A Sketchbook for an Intelligent Web Agent

titivillus on 2006-07-02T19:03:18

I was looking through some stuff online and it struck me that an Intelligent Agent architecture would be fairly easy to implement, using only Open Source/Free Software tools.

The Agent would be running as a daemon, built using Perl and easily available Perl modules, for SOAP, CGI, AJAX and whatever else you need. Early in development, you'd have a collection of stump functions to call, and per Paul Graham, once you have a working Agent, you can add and extend functionality.

On the client side, you'd run Mozilla, and your agent communication code would run as a GreaseMonkey script set to run on every page, and probably sending the URL, REFERER and a few other points for each page.

You'd also have a Javascript-laden page on your sidebar, which uses AJAX to communicate with the Agent and present you with the data.

But what data?

I'm not actually sure yet. Depends on context. Depends on what you want. I can come up with a few usage scenarios, though.

1) You have 5 tabs open in Mozilla. They are the HTTP 1.1 RFC, documentation on CGI::AJAX, a Javascript tutorial, an article on Perl.com and a web page you're using all the other documentation to put together. The sidebar scripting could tell you're looking at the RFC and tell the Agent, which uses a Google module to get other links to HTTP-related pages. Or it can take the data it has and know that your top 5 places to go in general are Google, Slashdot, O'Reilly, Use Perl and MySpace.com, and show links to those. Or, it can notice that the RSS for Megatokyo.com has changed and tell you that the new comic is up. I think that adding to what you can do with this framework would be easy. That is, once the framework is implemented.

Questions: 1) How easy is it to handle tabs in Javascript? Finding out how many windows and how many tabs are open, and what tab has focus, or whatever the terminology is.

2) How easy is it to write network traffic in Javascript?
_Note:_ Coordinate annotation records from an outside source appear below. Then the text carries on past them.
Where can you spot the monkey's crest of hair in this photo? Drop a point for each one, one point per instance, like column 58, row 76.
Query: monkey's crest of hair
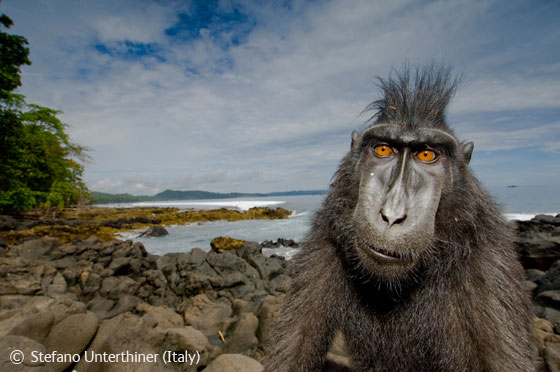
column 415, row 99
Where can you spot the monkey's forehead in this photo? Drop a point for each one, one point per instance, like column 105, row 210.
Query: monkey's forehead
column 408, row 136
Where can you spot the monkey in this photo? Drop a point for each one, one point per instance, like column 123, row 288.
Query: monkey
column 408, row 256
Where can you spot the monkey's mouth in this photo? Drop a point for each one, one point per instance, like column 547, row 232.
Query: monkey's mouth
column 385, row 256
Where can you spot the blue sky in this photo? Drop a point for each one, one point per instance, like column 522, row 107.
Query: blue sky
column 262, row 96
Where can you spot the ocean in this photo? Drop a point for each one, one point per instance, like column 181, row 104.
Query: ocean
column 522, row 203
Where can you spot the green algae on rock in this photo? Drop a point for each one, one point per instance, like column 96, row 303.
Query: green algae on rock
column 105, row 223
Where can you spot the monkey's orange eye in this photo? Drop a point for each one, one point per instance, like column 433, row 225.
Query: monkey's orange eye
column 383, row 151
column 427, row 156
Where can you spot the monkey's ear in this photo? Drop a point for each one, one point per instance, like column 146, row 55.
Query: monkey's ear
column 355, row 139
column 467, row 149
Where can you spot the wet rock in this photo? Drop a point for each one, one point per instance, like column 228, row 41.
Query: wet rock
column 10, row 343
column 549, row 299
column 35, row 327
column 268, row 268
column 7, row 223
column 161, row 316
column 71, row 336
column 551, row 281
column 538, row 241
column 225, row 243
column 551, row 356
column 243, row 337
column 155, row 231
column 208, row 316
column 234, row 363
column 33, row 249
column 268, row 315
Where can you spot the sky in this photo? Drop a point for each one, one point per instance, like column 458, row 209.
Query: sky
column 262, row 96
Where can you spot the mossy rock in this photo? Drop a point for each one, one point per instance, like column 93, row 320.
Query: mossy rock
column 100, row 221
column 226, row 243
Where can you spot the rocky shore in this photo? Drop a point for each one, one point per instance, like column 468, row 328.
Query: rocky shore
column 92, row 298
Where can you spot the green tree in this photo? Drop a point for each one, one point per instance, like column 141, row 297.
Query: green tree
column 38, row 163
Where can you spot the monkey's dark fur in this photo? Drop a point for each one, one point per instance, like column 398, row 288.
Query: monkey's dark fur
column 462, row 305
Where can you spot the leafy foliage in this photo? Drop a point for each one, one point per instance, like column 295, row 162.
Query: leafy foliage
column 38, row 163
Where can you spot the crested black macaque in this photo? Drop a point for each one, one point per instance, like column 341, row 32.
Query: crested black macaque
column 408, row 256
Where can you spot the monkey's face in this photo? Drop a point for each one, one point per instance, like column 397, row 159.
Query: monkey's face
column 401, row 175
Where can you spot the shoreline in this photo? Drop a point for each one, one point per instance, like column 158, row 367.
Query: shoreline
column 94, row 296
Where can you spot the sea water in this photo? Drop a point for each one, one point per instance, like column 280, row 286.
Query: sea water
column 522, row 203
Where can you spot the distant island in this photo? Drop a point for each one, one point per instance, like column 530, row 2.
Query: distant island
column 167, row 195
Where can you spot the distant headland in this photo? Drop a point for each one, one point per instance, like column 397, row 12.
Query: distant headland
column 106, row 198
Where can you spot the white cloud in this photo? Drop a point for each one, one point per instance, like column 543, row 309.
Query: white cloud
column 262, row 113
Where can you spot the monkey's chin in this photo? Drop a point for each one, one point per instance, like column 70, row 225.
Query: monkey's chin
column 384, row 263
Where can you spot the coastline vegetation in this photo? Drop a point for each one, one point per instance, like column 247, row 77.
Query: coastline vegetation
column 39, row 164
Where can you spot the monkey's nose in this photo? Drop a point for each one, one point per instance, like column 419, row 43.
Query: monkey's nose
column 392, row 217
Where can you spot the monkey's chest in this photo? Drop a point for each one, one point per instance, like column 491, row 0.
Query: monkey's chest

It should be a mostly solved problem, with AJAX, but I'll still have to look it up.

I figure once we get four things done (javascript code for pulling info about windows and tabs, a solid system for sending browse data to the Agent, AJAX communication between the sidebar and the Agent, decent installers for each part), development can begin on the interesting part, which is deciding what the Agent actually does.

Comment if you're interested, or at least think I'm on the good kind of crack.